Showing Love Through Actions
- Start off small. Small things can make a big difference if you put a little thought and feeling into it. Your wife or husband ultimately wants to know that, at the end of the day, you're thinking of them. All of the following can be done for little or no money.
- Suggest an after-dinner walk through the neighborhood.
- Turn one room into a dance floor and ask your spouse for a dance.
- Camp out in your own back yard.
- Read to your spouse in bed (with or without comic commentary).
- Go to the gym together (some couples swear that sex afterwards is great).
- Talk about ideas for a romantic vacation and store the details for safekeeping.
- Progressively get bigger. It's nice to mix up the small, more mundane actions with bigger, more meaningful ones. These ones take a little more work and may cost (some, although not very much) money, but they'll be worth it when your spouse screams with excitement or wriggles with joy.
- Make a video montage of your wedding night.
- Reach out to your in-laws and plan a surprise birthday party.
- Recreate your first date, first kiss, or first run-in.
- Write and record your spouse a love song (can be sincere or tongue-in-cheek).
- Create a storybook fictionalizing the beginning of your relationship.

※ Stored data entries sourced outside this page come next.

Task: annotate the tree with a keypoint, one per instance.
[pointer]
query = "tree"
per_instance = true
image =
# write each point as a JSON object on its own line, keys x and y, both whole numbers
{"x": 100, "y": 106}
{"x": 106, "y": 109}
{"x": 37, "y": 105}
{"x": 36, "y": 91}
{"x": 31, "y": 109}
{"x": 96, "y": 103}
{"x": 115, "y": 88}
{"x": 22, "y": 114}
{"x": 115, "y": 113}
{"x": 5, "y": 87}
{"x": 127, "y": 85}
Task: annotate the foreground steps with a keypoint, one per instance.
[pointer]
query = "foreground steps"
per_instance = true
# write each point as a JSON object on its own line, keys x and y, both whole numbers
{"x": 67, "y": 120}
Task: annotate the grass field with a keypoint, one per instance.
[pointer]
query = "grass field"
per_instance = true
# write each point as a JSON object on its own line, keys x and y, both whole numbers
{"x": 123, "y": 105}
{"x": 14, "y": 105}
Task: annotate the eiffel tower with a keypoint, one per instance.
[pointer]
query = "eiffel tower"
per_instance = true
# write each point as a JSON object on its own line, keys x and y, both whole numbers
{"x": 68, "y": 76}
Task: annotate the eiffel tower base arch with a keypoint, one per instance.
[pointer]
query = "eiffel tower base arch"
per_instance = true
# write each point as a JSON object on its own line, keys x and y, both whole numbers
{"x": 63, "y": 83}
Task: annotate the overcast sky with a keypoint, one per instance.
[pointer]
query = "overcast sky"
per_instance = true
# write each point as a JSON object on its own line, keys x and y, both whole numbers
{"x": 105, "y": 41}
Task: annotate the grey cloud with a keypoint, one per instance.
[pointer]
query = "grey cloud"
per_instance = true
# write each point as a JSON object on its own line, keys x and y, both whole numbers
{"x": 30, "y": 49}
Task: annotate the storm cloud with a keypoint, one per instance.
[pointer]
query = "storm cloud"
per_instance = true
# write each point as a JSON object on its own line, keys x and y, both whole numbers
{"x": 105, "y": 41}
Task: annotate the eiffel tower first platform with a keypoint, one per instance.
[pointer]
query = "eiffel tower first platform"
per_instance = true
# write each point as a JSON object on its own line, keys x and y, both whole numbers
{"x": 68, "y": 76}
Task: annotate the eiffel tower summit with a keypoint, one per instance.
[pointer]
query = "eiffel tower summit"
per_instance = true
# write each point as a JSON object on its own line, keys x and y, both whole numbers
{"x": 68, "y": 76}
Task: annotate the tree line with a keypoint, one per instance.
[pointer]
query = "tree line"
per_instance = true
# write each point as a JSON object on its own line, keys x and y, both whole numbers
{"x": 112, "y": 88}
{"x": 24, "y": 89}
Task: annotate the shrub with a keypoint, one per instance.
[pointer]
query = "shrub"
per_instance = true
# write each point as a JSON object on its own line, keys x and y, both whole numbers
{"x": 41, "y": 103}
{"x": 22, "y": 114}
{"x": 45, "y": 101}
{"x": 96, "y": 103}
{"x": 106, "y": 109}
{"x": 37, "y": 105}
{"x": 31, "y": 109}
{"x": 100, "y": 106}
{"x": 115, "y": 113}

- Show your love through thoughtful actions. They can be simple things, like drawing a bath, giving a massage, doing the dishes, or writing a poem. Choose an action that you know your partner will appreciate. Remember, denying yourself never means doing things begrudgingly. If you show affection, but drag your feet along the way, you may as well not be doing it.
- Buy something for him/her when you know that they specifically want it. If he wants a Craftsman set of tools, or she wants a Fendi handbag, they might be upset at your well-meaning attempts to get them or make them something similar.
- Make something for them when you're trying to show effort. It doesn't take much effort to buy your spouse what you know they want, but it sure takes effort thinking of a poem, writing it down, and setting it in a frame. This shows real commitment.
- Numerous small gestures are easier than one big one. In case you thought you could wing it and make up for all your normal neglect, sorry: It's much easier to do small things for your spouse at regular intervals than it is busting out a grand gesture every blue moon. Practice small and steady.
- Spend time being present with your wife. (This is often the least used, but the most powerful form of loving.) Turn off the phone, the TV, computer, and the radio and sit together allowing yourselves to experience each other. Being present with your husband or wife obviously provides the opportunity to serve him or her, so be available to love your spouse.
- When in doubt, ask questions. People love talking about themselves, and your spouse is no different. Pepper them with great "how," "what" or "when" questions instead of simple "yes/no" questions. Great conversations rely on great questions. Become a connoisseur.
- Really get to know their past. Some spouses are surprised to learn, after many years, everyday details about their partner's past. Showing a concerted interest in their past shows them that you really care about who they are.